10.3No Violation.  The execution, delivery, and performance of this Agreement by Buyer and the consummation of the transactions contemplated hereby will not (a) violate any judgment, order of decree of any court applicable to Buyer; or (b) constitute a default pursuant to any commitment, contract or agreement to which Buyer is a party or is bound; or (c) violate any of its organizational documents.
10.4Consent.  Buyer has obtained all consents necessary to the execution, delivery and performance of this Agreement by Buyer and consummation of the transactions contemplated herein.
10.5Litigation.  There is no suit or proceeding pending or, to the Knowledge of Buyer, threatened in writing, in any court or other governmental instrumentality, which would affect Buyer’s ability to acquire the Property.
10.6OFAC.  Neither Buyer nor, to Buyer’s Knowledge, any direct or indirect owner of Buyer is (a) identified on the OFAC List (as hereinafter defined) or (b) a person with whom a citizen of the United States is prohibited to engage in transactions by any trade embargo, economic sanction, or other prohibition of United States law, rule, regulation or Executive Order of the President of the United States.  The term “OFAC List” shall mean the list of specially designated nationals and blocked persons subject to financial sanctions that is maintained by the U.S. Treasury Department, Office of Foreign Assets Control and any other similar list maintained by the U.S. Treasury Department, Office of Foreign Assets Control pursuant to any law, rule, regulation or Executive Order of the President of the United States, including, without limitation, trade embargo, economic sanctions, or other prohibitions imposed by Executive Order of the President of the United States.    

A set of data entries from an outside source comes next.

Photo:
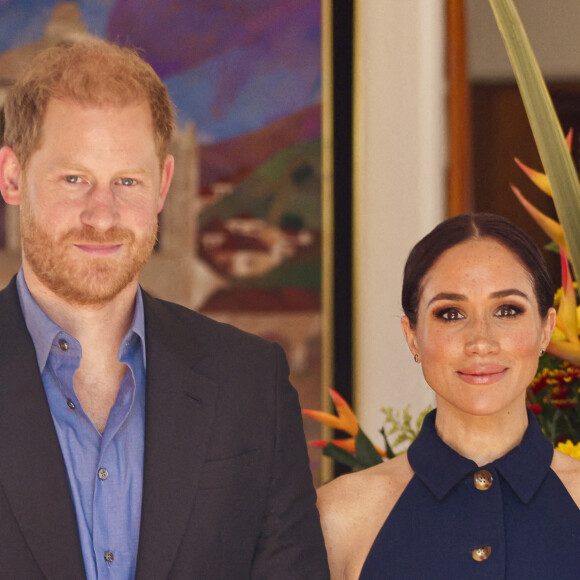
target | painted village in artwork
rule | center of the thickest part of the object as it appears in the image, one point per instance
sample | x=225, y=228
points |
x=240, y=235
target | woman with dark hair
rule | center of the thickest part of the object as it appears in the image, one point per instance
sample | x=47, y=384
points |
x=480, y=493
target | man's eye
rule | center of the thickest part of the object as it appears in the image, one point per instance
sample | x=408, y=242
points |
x=450, y=314
x=73, y=179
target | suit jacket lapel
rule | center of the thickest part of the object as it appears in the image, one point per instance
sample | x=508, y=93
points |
x=32, y=471
x=180, y=408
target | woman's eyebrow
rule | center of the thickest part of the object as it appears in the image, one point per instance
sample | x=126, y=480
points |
x=509, y=292
x=447, y=296
x=462, y=298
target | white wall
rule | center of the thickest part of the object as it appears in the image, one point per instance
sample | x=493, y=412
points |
x=400, y=165
x=552, y=27
x=401, y=161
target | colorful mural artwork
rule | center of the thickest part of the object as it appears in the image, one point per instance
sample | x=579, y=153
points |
x=241, y=239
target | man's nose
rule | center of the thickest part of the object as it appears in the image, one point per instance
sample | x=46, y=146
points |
x=101, y=211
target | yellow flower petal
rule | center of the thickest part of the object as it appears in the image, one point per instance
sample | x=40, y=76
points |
x=346, y=420
x=565, y=350
x=569, y=448
x=347, y=417
x=550, y=226
x=566, y=317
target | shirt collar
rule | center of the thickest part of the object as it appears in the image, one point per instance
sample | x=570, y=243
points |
x=441, y=468
x=44, y=331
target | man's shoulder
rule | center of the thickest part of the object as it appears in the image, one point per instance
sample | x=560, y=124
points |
x=175, y=318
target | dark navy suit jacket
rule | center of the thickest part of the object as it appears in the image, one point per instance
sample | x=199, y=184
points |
x=227, y=492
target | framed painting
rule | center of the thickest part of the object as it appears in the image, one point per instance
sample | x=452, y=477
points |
x=241, y=237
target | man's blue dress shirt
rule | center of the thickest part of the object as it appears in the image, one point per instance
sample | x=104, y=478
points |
x=105, y=472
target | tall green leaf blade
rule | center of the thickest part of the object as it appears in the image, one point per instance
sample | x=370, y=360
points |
x=546, y=128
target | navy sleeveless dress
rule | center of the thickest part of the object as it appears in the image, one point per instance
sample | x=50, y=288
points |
x=512, y=518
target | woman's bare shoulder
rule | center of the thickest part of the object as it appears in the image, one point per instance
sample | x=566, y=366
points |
x=353, y=509
x=356, y=488
x=568, y=470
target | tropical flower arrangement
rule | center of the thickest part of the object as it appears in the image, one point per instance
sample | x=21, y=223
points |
x=554, y=393
x=357, y=451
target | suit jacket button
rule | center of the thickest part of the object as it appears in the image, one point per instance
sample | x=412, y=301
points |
x=482, y=479
x=481, y=554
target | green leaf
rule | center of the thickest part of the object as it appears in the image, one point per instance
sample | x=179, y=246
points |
x=365, y=450
x=388, y=449
x=341, y=456
x=548, y=134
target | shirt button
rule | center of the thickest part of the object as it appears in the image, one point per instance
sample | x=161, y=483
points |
x=481, y=554
x=482, y=479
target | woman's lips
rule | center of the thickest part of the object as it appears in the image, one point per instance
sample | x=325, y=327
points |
x=482, y=375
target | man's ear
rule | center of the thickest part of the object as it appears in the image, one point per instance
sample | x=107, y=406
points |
x=166, y=176
x=10, y=176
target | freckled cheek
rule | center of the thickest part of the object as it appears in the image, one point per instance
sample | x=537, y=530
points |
x=439, y=347
x=524, y=344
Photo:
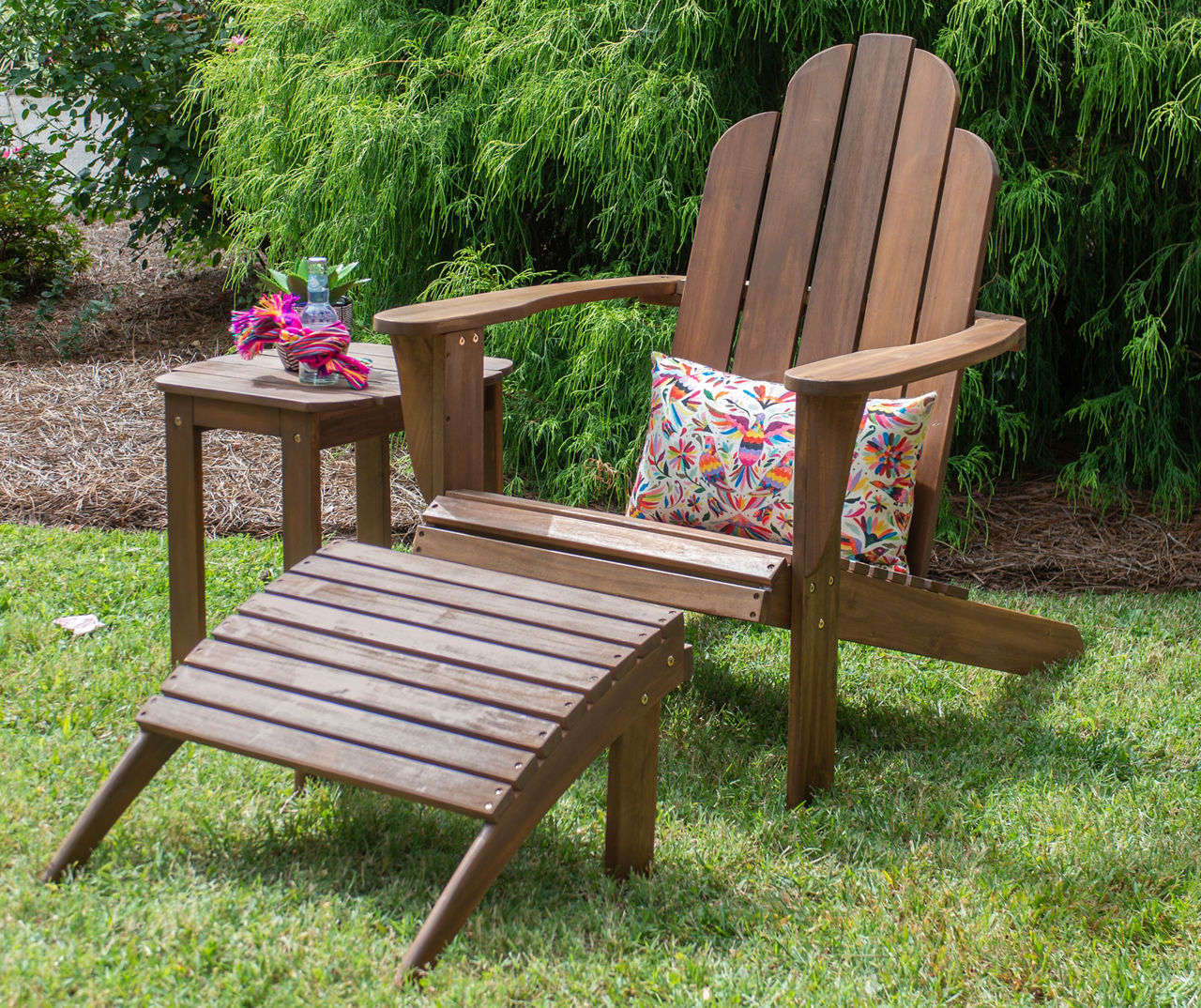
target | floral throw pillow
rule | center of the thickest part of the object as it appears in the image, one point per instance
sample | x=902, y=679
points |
x=720, y=451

10.7Survival.  Notwithstanding anything to the contrary contained elsewhere herein, the representation and warranties of Buyer set forth in this Section 10 shall survive Closing for a period of six (6) months.  
11.ADDITIONAL CLOSING COVENANTS.  
11.1Maintenance of Property.  Prior to Closing, Seller shall, or shall cause Tenant to, as applicable, maintain and operate the Property in the manner required and/or permitted under the Lease.
11.2No Transfers or Liens.  Except to the extent required by the Lease, prior to Closing Seller shall not encumber the Property, or grant any interest in the Property or licenses relating thereto to any third party the effect of which would be to impair, affect or delay Seller’s ability to convey the Property to Buyer in accordance with the terms hereof.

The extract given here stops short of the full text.